Pero qué podemos hacer a estas alturas de la película contra años de trabajo para consolidar el turismo como potencia económica. En su novela Serotonina, el escritor francés Michel Houellebecq suelta una de sus pertinentes bombas cuando dice que el origen del turismo de masas lo inventó Franco en la España de la dictadura. A todo el mundo le suena la vieja fórmula, repetida desde entonces hasta nuestros días: buen clima, precios bajos, una sociedad necesitada de dinero rápido y una gran veda para hacer negocio.

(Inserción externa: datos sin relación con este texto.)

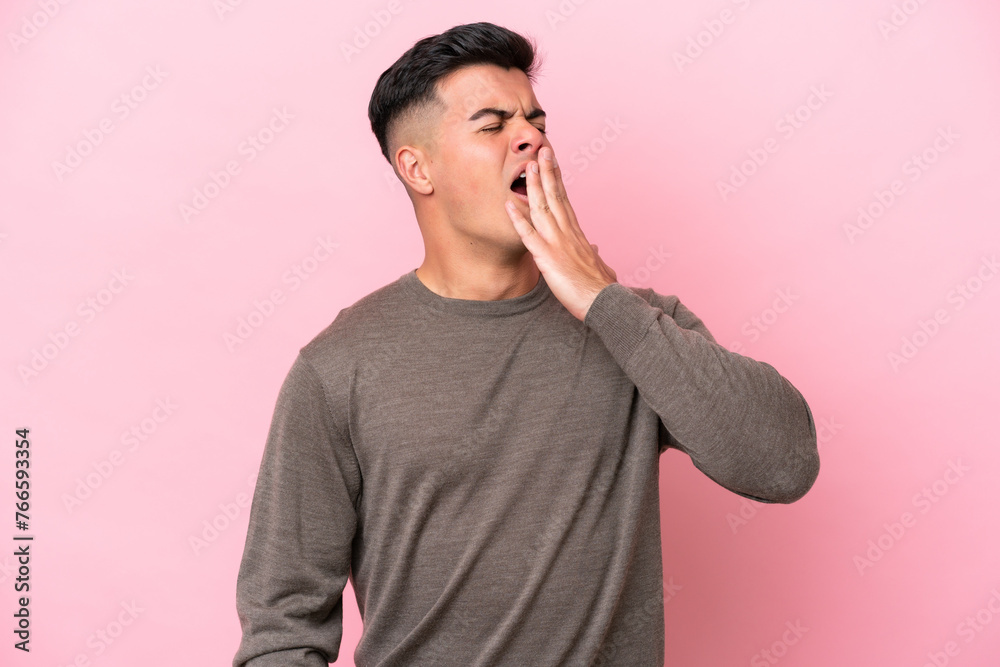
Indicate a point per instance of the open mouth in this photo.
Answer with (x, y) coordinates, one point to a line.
(520, 185)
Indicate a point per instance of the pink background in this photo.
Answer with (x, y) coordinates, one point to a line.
(645, 141)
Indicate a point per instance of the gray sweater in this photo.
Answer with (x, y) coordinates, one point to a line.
(486, 473)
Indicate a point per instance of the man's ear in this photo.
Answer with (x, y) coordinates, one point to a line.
(411, 165)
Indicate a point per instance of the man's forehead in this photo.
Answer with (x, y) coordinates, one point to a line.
(477, 87)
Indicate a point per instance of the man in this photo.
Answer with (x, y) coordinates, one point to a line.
(476, 444)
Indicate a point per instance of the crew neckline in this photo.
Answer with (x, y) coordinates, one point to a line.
(518, 304)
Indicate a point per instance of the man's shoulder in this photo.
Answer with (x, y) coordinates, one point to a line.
(363, 321)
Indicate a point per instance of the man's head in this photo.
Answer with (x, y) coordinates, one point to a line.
(456, 160)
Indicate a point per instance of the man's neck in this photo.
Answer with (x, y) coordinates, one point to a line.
(481, 282)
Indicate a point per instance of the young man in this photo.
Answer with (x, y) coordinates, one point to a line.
(476, 444)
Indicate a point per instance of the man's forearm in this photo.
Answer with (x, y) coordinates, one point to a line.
(741, 422)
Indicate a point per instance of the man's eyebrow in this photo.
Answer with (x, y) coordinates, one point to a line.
(503, 114)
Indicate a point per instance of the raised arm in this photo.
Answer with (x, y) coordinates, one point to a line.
(740, 421)
(302, 522)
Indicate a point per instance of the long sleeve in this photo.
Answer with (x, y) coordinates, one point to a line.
(297, 557)
(743, 424)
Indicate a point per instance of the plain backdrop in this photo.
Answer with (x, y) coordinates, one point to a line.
(190, 191)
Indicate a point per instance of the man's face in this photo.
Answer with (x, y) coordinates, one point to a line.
(477, 153)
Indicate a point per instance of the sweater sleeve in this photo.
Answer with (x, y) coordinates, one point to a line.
(297, 556)
(743, 424)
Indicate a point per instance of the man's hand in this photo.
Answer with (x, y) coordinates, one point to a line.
(571, 266)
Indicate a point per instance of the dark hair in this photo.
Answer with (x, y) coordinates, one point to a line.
(411, 81)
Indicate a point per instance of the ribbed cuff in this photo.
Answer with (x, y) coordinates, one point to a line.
(621, 318)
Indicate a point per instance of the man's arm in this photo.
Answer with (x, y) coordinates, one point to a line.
(302, 523)
(740, 421)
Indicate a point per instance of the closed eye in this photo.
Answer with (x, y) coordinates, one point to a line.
(497, 128)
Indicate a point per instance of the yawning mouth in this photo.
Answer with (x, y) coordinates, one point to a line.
(520, 185)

En los albores de los años 20’ vivimos los estertores de la globalización, los pedos fatuos del capitalismo, y tras las sucesivas crisis que ha ido sufriendo nuestro sistema económico después de la transición, hemos vivido sucesivas apuestas por intensificar el modelo turístico, como si sólo fuera posible la huida hacia delante. Del Partido Popular ni hablamos, pero tampoco los socialistas han logrado plantear una alternativa al modelo de España como resort.
Reconozco que frenar, desde un punto de vista económico, la predominancia del turismo en un pueblo es casi imposible. En estos tiempos el poder de decisión en este ámbito supera lo estatal, más si cabe unas competencias locales. Pero hay formas y formas de disponernos frente a este asunto y está claro que hay algo que, en este sentido, se ofrece como muy importante: debemos conservar la dignidad.

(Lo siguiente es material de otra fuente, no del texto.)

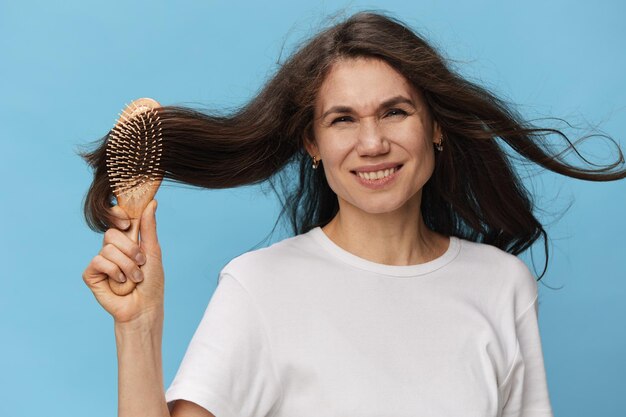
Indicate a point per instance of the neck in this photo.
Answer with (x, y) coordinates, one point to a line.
(393, 238)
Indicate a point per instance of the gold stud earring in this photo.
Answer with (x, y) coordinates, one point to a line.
(316, 162)
(439, 145)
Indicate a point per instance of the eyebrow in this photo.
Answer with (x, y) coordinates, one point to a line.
(387, 103)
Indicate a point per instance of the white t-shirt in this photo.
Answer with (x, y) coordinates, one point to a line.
(305, 328)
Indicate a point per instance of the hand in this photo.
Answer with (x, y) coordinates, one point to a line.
(117, 260)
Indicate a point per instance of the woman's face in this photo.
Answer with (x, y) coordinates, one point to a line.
(374, 136)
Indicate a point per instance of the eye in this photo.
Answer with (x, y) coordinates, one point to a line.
(341, 119)
(396, 112)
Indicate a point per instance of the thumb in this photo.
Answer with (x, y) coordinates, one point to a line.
(147, 230)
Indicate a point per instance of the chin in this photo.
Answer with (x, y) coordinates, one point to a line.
(381, 208)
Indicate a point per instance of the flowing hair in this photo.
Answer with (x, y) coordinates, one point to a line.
(474, 192)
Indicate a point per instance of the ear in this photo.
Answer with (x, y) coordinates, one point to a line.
(436, 132)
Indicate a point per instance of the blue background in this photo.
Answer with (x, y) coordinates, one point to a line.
(68, 68)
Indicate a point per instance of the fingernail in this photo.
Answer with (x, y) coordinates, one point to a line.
(140, 258)
(137, 276)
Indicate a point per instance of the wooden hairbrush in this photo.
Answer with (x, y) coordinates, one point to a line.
(133, 152)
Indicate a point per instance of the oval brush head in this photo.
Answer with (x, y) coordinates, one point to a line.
(133, 152)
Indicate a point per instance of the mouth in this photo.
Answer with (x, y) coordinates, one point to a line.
(377, 175)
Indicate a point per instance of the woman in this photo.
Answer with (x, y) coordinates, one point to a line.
(400, 293)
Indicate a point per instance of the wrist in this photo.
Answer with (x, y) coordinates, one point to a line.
(148, 322)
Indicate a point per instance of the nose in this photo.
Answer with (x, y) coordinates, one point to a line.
(371, 141)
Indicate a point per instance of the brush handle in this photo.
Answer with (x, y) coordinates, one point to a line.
(125, 288)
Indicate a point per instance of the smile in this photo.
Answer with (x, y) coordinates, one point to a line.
(377, 175)
(377, 179)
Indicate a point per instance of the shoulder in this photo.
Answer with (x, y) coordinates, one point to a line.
(288, 254)
(505, 272)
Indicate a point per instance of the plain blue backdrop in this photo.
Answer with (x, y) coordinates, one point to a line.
(67, 68)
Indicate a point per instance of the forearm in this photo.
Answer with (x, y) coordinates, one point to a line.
(140, 369)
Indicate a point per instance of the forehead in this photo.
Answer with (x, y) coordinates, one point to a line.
(362, 83)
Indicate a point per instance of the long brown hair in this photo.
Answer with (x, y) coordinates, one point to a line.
(474, 192)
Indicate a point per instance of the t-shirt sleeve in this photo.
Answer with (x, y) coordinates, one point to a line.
(525, 389)
(228, 367)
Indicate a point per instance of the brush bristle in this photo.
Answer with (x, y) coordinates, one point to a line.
(134, 150)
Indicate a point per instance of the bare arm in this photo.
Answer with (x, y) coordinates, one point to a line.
(140, 369)
(138, 316)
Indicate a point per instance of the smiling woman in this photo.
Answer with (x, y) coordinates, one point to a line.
(399, 293)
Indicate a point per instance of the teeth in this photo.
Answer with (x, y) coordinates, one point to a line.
(376, 175)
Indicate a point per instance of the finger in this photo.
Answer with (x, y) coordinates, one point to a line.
(102, 268)
(149, 238)
(120, 240)
(121, 218)
(124, 263)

Sí, ya hablaré de otras cosas, sé que soy muy pesado, pero el turismo despersonaliza, segrega, genera riqueza solo para unos pocos, perpetúa la oposición ricos y pobres, lo convierte todo en un gran parque temático sin alma… Y estoy seguro de que a nadie le gusta vivir en un pueblo reducido a photocall. En esta coyuntura, antes de que sea más tarde, porque tarde ya es, deberíamos preguntarnos acerca de qué somos, qué tenemos y hacia dónde queremos caminar.
Históricamente nuestra tierra nos ha sido usurpada por su condición fronteriza y geográfica y por el latifundismo, de Jerez a Tarifa. Ahora el monocultivo turístico ha cernido sobre nosotros el mismo fantasma con diferente sábana. Sin embargo, la historia también nos ha dado patrimonio y nos predispone una identidad. Llegar a ella supone la necesidad de un ejercicio colectivo, una labor de participación comunitaria. La identidad no está ahí a la vista de todos, sino que es una realidad que se va trabajando y nuestro trabajo sobre ella se estancó hace un tiempo. Ahora preferimos la identidad que nos fabrican las revistas y los anuncios.

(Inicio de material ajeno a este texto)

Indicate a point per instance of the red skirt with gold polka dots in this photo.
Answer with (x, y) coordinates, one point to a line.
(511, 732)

Creo que la identidad de Vejer (de todo, en general) es cuanto escapa a su definición, lo que va más allá de su blancura y de su encanto, de su postal. Siempre prefiero la identidad que va surgiendo en los márgenes, en las orillas, la que no se me publicita y no me quieren vender, aunque se me escape de las manos y me cueste comprenderla. Tratar, al menos, de entreverla es un trabajo que deberíamos hacer con urgencia si no queremos que para nuestro pueblo, a la hora de escribir, solo nos queden las elegías.